Abstract This study addresses the performances of different approaches to tackle 3D frequency-domain Full Waveform Inversion (FWI). FWI is becoming an appealing method to build high resolution velocity models from wide-azimuth seismic data. Three-dimensional frequency-domain solutions of the wave-equation for frequency-domain FWI can be computed with several methods. In the frequency domain, direct or iterative solvers can be used to solve the linear system resulting from the discretization of the wave equation. Alternatively, frequency responses can be computed by time-domain modeling coupled with discrete Fourier transform or phase-sensitive detection method. For a large number of seismic sources, the computational time of all of the methods scale along similar lines to the size of the problem, although the performances of the direct-solver approach is hampered by the limited scalability and the memory demand of the lower-upper decomposition of the forward-problem operator. We implement the direct-solver and the time-domain modeling approaches in 3D acoustic frequency-domain FWI, which is applied to real 3D wide-azimuth OBC data from the Valhall field, North Sea, at low frequencies (< 5 Hz).
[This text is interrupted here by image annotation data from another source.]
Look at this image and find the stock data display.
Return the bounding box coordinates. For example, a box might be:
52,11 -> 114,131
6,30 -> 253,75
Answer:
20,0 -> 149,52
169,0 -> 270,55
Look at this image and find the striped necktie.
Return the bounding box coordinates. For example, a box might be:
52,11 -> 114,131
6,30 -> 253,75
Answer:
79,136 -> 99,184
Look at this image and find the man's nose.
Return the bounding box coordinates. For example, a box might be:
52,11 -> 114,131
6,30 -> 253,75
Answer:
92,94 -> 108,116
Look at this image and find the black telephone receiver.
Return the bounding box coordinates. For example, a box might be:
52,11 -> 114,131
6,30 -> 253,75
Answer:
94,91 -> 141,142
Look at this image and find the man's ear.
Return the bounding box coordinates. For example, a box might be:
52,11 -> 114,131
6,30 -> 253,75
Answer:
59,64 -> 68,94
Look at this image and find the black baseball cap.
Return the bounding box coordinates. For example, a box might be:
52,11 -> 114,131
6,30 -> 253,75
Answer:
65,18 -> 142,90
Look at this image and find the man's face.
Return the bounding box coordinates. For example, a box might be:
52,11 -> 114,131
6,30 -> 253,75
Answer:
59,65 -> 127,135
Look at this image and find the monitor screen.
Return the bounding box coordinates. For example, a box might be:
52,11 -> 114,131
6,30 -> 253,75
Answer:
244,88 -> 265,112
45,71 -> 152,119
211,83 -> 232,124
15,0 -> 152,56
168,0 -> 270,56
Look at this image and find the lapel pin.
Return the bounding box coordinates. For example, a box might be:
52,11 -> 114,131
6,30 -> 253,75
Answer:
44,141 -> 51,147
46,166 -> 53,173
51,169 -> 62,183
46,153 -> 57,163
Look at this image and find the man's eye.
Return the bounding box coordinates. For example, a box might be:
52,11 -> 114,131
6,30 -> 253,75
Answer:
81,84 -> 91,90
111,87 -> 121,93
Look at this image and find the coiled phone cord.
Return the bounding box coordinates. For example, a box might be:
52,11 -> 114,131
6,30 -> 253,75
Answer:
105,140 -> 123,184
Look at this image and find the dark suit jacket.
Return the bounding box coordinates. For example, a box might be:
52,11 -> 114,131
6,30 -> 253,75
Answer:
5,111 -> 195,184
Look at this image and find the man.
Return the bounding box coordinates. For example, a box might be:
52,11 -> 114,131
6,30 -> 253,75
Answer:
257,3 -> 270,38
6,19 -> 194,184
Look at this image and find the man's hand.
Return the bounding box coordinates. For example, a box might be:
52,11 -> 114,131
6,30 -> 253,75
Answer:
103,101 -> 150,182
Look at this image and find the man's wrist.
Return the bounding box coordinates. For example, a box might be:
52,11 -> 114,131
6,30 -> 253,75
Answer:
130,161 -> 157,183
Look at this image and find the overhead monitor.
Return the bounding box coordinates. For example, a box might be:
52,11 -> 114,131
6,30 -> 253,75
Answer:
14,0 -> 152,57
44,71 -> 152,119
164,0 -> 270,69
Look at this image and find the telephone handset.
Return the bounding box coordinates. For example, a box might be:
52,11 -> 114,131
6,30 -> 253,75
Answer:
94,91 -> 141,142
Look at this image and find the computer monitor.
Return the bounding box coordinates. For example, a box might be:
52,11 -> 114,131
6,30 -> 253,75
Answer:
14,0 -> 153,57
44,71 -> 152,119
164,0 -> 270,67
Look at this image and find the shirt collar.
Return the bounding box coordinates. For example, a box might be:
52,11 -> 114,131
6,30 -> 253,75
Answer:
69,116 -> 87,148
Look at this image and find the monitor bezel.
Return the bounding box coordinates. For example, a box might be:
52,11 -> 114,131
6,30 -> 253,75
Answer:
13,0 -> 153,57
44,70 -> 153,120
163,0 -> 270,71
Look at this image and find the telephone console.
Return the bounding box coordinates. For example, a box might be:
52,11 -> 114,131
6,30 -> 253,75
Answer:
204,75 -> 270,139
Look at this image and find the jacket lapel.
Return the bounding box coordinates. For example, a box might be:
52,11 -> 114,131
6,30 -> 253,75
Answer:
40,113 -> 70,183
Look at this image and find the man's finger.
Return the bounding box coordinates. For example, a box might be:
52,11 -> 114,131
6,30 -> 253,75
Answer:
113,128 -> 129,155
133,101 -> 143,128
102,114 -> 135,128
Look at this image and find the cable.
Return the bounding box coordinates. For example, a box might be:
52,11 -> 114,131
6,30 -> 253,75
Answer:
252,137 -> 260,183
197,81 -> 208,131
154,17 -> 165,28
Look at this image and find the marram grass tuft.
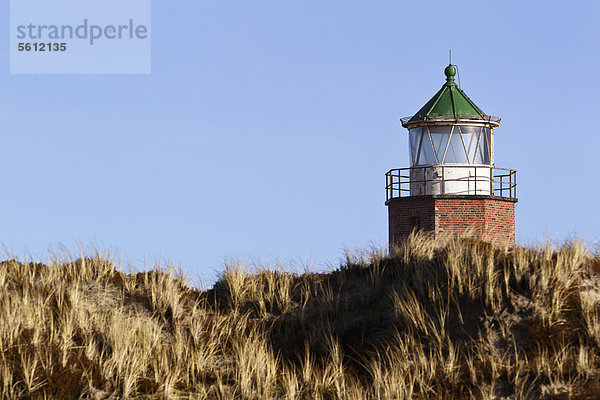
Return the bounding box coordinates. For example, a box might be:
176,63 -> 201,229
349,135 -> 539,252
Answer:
0,235 -> 600,399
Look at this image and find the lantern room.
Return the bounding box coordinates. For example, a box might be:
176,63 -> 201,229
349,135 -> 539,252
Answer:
386,65 -> 517,245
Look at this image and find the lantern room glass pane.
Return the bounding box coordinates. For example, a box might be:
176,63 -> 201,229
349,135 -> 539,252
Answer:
408,128 -> 423,165
418,128 -> 437,165
444,127 -> 469,164
429,126 -> 452,163
409,125 -> 492,166
480,128 -> 492,164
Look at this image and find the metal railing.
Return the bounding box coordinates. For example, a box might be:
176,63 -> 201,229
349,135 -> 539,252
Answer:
385,165 -> 517,200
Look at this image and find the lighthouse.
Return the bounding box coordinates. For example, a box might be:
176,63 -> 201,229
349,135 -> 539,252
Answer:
386,64 -> 517,247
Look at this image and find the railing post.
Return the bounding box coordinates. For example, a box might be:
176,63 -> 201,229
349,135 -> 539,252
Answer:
423,167 -> 427,196
442,165 -> 446,194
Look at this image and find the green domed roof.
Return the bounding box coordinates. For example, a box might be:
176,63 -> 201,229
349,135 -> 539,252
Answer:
402,65 -> 493,125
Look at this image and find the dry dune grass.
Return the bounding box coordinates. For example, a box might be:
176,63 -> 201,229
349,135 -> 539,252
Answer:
0,235 -> 600,399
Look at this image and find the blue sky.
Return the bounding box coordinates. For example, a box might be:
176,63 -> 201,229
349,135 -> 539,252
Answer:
0,0 -> 600,280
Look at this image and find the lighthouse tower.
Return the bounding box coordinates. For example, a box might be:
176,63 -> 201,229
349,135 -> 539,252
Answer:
386,65 -> 517,246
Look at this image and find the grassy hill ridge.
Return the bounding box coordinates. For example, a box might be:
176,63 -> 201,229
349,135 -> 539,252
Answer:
0,235 -> 600,399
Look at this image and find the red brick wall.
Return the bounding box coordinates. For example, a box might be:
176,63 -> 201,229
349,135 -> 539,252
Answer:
388,196 -> 515,245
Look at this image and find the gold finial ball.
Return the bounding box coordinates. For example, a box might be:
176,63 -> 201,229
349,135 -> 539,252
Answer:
444,64 -> 456,79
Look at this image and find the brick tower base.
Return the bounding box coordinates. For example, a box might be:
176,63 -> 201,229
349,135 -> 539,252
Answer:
386,195 -> 517,248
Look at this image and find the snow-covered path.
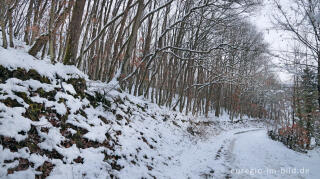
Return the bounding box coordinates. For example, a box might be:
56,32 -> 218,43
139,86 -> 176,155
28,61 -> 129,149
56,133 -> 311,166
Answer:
163,128 -> 320,179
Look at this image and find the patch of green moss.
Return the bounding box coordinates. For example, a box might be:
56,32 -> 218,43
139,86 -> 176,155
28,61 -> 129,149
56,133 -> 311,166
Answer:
67,78 -> 87,98
0,98 -> 23,107
36,88 -> 57,101
14,91 -> 33,104
24,103 -> 44,121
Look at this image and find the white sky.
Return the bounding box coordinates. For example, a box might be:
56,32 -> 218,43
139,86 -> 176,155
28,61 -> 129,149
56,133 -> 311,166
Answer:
250,0 -> 292,83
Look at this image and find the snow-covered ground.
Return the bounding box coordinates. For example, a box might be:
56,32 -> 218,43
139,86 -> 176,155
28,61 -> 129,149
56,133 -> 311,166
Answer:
0,38 -> 320,179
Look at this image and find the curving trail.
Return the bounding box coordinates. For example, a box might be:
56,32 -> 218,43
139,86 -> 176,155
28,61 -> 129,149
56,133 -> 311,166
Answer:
163,128 -> 320,179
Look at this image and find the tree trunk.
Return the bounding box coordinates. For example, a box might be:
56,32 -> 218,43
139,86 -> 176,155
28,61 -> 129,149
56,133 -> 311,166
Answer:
63,0 -> 86,65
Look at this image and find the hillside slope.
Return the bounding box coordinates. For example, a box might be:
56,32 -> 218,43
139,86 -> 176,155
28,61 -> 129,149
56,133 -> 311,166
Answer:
0,44 -> 200,178
0,45 -> 320,178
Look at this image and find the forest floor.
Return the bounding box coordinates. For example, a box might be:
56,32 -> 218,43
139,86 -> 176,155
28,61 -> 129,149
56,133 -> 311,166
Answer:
165,128 -> 320,179
0,39 -> 320,179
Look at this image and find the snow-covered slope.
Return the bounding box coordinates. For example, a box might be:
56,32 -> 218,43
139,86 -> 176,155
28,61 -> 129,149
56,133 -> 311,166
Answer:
0,44 -> 195,178
0,43 -> 258,178
0,42 -> 320,179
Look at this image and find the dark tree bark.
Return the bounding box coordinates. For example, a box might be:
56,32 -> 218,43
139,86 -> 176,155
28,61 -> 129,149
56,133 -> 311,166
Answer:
63,0 -> 86,65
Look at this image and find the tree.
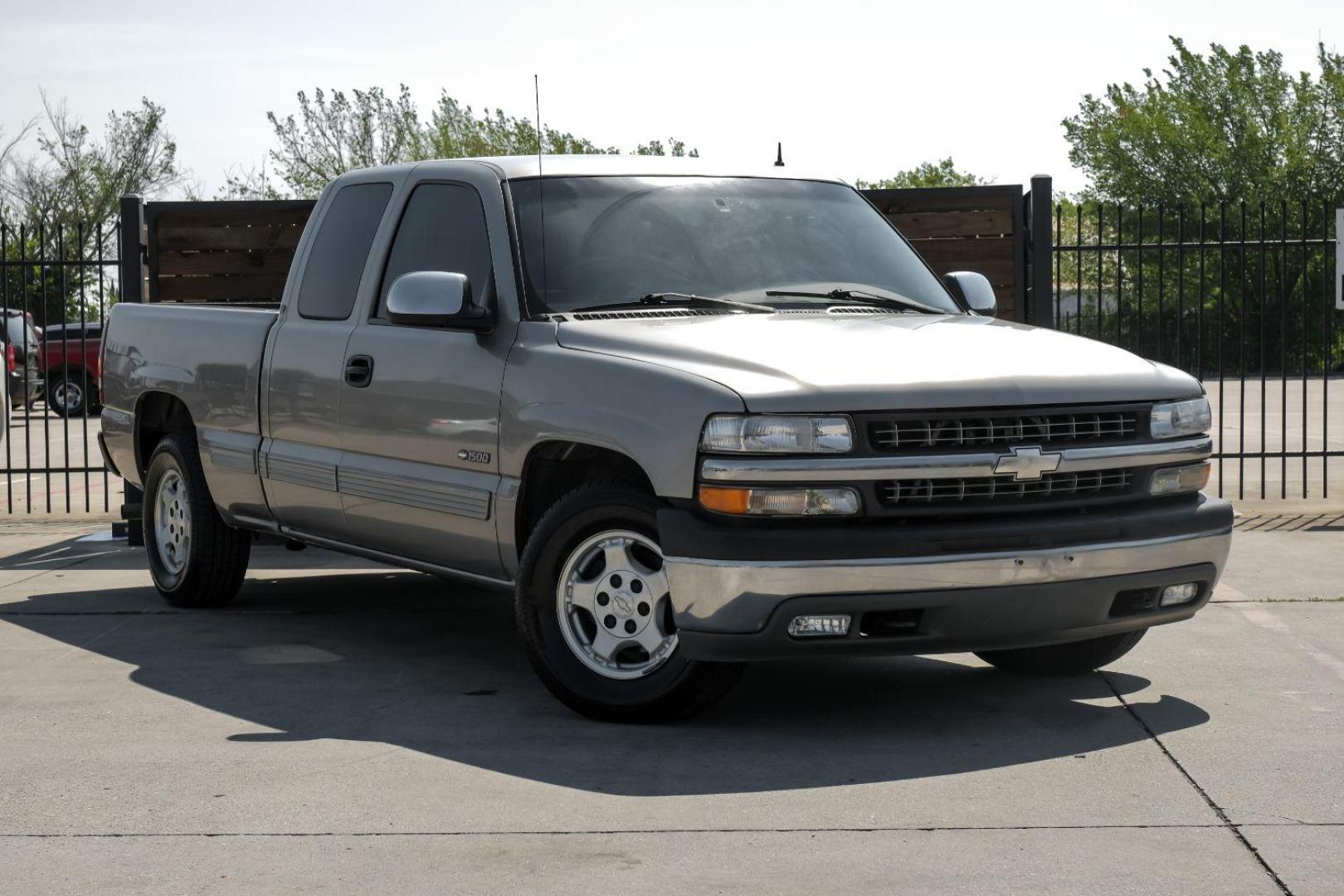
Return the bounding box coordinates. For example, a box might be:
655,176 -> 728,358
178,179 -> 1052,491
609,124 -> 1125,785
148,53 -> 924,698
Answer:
635,137 -> 700,158
263,85 -> 699,199
0,94 -> 186,326
855,157 -> 985,189
0,94 -> 186,226
1063,37 -> 1344,204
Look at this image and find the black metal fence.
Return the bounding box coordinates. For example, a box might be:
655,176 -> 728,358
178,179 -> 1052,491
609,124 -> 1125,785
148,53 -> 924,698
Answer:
0,221 -> 122,514
1054,200 -> 1344,499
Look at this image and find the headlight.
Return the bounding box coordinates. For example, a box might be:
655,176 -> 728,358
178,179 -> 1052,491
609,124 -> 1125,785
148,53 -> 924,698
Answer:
1147,397 -> 1214,439
700,485 -> 859,516
700,414 -> 854,454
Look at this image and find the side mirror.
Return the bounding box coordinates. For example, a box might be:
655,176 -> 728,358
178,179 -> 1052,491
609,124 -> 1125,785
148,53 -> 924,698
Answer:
386,270 -> 492,332
942,270 -> 999,317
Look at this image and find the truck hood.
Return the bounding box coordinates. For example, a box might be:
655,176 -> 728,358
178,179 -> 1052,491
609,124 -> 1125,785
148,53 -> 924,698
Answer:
557,310 -> 1200,411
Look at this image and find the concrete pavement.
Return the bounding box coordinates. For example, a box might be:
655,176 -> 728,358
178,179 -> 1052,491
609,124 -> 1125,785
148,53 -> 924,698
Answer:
0,516 -> 1344,894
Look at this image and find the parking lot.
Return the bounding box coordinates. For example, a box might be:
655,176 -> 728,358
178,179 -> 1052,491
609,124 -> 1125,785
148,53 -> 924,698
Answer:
0,514 -> 1344,894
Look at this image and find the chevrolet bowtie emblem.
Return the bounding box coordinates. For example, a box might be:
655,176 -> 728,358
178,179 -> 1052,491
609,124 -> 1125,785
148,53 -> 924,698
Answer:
995,447 -> 1063,481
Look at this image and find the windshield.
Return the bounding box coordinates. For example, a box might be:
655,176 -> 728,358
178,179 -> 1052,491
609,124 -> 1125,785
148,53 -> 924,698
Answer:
509,178 -> 961,313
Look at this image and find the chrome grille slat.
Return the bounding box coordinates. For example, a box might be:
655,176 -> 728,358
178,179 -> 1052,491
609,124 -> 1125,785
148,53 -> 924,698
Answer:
869,408 -> 1138,451
878,470 -> 1133,506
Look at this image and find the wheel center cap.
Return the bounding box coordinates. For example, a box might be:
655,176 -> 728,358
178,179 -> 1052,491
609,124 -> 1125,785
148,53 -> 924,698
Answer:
611,591 -> 635,616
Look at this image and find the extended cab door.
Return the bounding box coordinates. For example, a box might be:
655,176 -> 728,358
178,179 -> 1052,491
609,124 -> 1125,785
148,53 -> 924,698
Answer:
260,182 -> 392,542
340,182 -> 511,577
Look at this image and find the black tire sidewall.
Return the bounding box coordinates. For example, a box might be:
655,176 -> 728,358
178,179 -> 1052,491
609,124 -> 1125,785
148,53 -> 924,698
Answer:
139,436 -> 199,594
516,486 -> 703,712
47,373 -> 89,416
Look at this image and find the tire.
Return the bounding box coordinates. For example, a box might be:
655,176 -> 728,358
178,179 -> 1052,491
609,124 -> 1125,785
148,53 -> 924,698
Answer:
46,371 -> 97,418
514,482 -> 744,724
976,629 -> 1147,675
141,431 -> 251,608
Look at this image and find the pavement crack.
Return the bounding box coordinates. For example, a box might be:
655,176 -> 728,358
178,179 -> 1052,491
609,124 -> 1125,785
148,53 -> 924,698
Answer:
1097,670 -> 1293,896
0,822 -> 1344,840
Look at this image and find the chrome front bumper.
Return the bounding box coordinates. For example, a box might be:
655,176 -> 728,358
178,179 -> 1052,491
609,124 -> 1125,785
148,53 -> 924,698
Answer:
665,521 -> 1231,634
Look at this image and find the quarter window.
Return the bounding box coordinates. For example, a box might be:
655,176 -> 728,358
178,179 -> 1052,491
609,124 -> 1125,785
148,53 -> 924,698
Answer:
299,184 -> 392,321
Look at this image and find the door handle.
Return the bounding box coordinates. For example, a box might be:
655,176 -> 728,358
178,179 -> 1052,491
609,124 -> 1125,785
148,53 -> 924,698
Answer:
345,354 -> 373,388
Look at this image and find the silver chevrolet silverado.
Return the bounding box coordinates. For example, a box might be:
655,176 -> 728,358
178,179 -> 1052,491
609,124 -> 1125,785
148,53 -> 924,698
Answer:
102,156 -> 1233,722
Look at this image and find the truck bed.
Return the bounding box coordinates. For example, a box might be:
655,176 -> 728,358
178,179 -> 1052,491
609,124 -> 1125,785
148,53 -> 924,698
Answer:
102,302 -> 278,494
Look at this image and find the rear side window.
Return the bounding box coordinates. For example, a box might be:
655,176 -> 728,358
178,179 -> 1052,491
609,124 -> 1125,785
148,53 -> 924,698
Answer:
299,184 -> 392,321
377,184 -> 490,317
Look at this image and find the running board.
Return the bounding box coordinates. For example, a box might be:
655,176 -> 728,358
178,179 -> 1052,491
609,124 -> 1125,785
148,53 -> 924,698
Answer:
280,525 -> 514,591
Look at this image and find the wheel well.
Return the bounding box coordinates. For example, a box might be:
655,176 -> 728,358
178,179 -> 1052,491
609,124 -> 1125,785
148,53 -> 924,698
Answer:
136,392 -> 197,475
514,441 -> 655,553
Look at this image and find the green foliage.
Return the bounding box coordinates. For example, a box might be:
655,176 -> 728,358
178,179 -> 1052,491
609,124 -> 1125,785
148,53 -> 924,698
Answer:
855,157 -> 985,189
1052,199 -> 1344,377
1063,37 -> 1344,206
635,137 -> 700,158
0,95 -> 176,326
261,85 -> 699,199
0,95 -> 184,227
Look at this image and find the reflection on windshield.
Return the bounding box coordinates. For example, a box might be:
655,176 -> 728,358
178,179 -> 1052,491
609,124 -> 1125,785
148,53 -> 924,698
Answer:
509,178 -> 960,313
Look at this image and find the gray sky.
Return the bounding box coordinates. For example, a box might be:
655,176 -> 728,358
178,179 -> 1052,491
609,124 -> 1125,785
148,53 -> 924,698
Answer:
0,0 -> 1344,192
We show, for this case study, that even if less flexible for high-performance computing, the direct-solver approach is one order of magnitude more efficient in computing time/resources that the time-domain approach, if the signal-to-noise ratio in the data is sufficiently-high to limit the inversion to few frequencies. We finally discuss the performances, pros and cons of both methods, which depend on the wave physics (acoustic versus visco-acoustic, anisotropy, extension toward elastic or visco-elastic), the acquisition geometry (streamer-like versus fixed-spread acquisitions) and the computing architectures (small versus large amount of memory per computing node).